Exported for tests only: Precise control over API visibility with custom warnings

This article describes a pattern made possible by recent advances in GHC 9.8, to allow library authors to control how internal data constructors can be labelled as unsafe for human consumption, while needing to be exported for test suites.

Making invalid states unrepresentable

One of the mantras of strongly-typed functional programming is "Make invalid states unrepresentable" by construction. This leads to a variety of precautions from the author of libraries, and especially avoiding the export of the "raw" constructor of a data type, in favour of exporting a "smart constructor" that can check pre-conditions in order to return (or not) a value of a certain type.

For instance, a strictly positive type (to hold integers greater than 0) could be internally defined as such:

data Positive = MkPositive Word

The underlying type is Word, that can be of value 0 or greater. That being said we still want to forbid the value 0. We will then hide the data constructor, and only expose a “smart constructor” for our API users.

The smart constructor will be a function like this:

mkPositive :: Word -> Maybe Positive
mkPositive number =
  case number of
    0 -> Nothing
    n -> Just (MkPositive n)

However, in more complex cases, the internals of data types are still needed for writing test cases, and in the case of property testing with QuickCheck, writing instances of the Arbitrary type class.

Let's say we have a type, and while our smart constructors are tested elsewhere, we need to run some checks on the internals themselves.

We have defined this type in our library:

data MyType
  = Constructor1 {…}
  | Constructor2 {…}
  deriving stock (Eq, Ord, Show)

And in our test suite, we have to implement the instance of Arbitrary:

instance Arbitrary MyType where
  arbitrary =
    oneof
      [ Constructor1 <$> arbitrary
      , Constructor2 <$> arbitrary
      ]

Thus the fundamental tension between hiding unsafe ways of constructing a data type, and needing the internal representation for testing.
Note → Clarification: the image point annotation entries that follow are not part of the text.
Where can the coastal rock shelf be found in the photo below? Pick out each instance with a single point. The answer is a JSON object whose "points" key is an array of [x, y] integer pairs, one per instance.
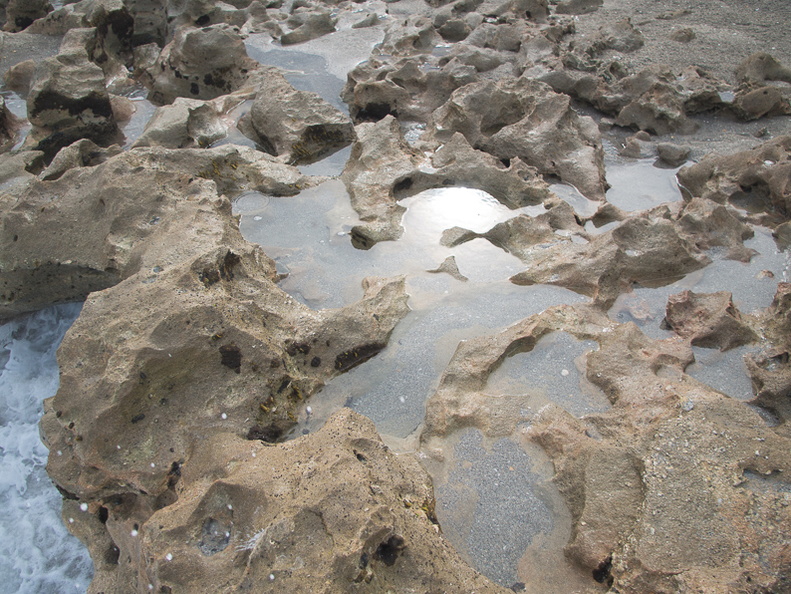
{"points": [[418, 296]]}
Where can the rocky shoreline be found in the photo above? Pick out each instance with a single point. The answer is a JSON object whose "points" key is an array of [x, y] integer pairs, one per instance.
{"points": [[189, 364]]}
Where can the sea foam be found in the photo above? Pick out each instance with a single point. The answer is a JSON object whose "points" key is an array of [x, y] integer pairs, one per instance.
{"points": [[37, 553]]}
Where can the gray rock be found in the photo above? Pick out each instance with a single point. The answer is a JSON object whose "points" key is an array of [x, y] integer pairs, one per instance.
{"points": [[68, 101], [761, 67], [308, 25], [20, 14]]}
There have been ways to inform the user of a library that their import is discouraged. Some of them are:

  1. A section of the exports dedicated to "internal use" entities
  2. DEPRECATED pragma (See createPool within the resource-pool package)
  3. Having the fully-exported data type in an “Internal” module, not meant for general consumption, and a "Public" module will re-export the type only.

However, the first one cannot be readily checked by tooling, and the second is absolutely not granular, because by suppressing the deprecation warning in the module where we import the deprecated entity, we also mute every other deprecation warning from other imported modules.

One method is granular but cannot benefit from automation, and the other benefits from compile-time checks but lacks granularity.

The third option brings two more issues to the table: The age-old debate on the adherence to Haskell's Package Versioning Policy (PVP) by internal modules, and a more recent problem: Our code editor might automatically import such an internal module if we use a declaration from it, when using the Haskell Language Server (HLS).

Since we have no way of decreasing or increasing the preferred origin of a entity for HLS, there are no ways of deprioritise a module's re-exports in favour of another one.

Custom warning categories

Fortunately, GHC 9.8 brings Proposal 541 (WARNING pragmas with categories) so that warnings can be associated to user-defined categories.

The syntax is the following:

{-# WARNING in "x-my-custom-category" <entity-name> "User-facing message" #-}

The in keyword makes the warning belong to a user-defined category, whose name has to start with x-, as it is an extension point that GHC knows about.

(Check out the documentation, you'd be surprised about the amount of things you can label with WARNING pragmas)

Let us now write some code. This is our data type:

module MyLib
  ( SuperType(..)
  ) where

data SuperType = MkSuperType
  { a :: Int
  , b :: Bool
  }
  deriving stock (Eq, Ord, Show)

and this is the test module that imports the type:

module Main (main) where

import MyLib

main :: IO ()
main = do
  let st = MkSuperType 2 False
  print st

To classify its constructor (MkSuperType) as "exported for tests only", let's write this pragma next to the definition:

{-# WARNING in "x-unsafe-internals" MkSuperType
    "This record's constructor is exported for tests only" #-}

And while we will not see a warning when using the constructor in the module in which it was defined, using it in the test module will show us this:

  test/Main.hs:9:12: warning: [GHC-63394] [-Wx-unsafe-internals]
      In the use of data constructor ‘MkSuperType’ (imported from MyLib):
      "This record's constructor is exported for tests only"
    |
  9 |   let st = MkSuperType 2 False
    |            ^^^^^^^^^^^

As we can see, the category we have defined is understood by the compiler, and we can ignore this flag in our test modules.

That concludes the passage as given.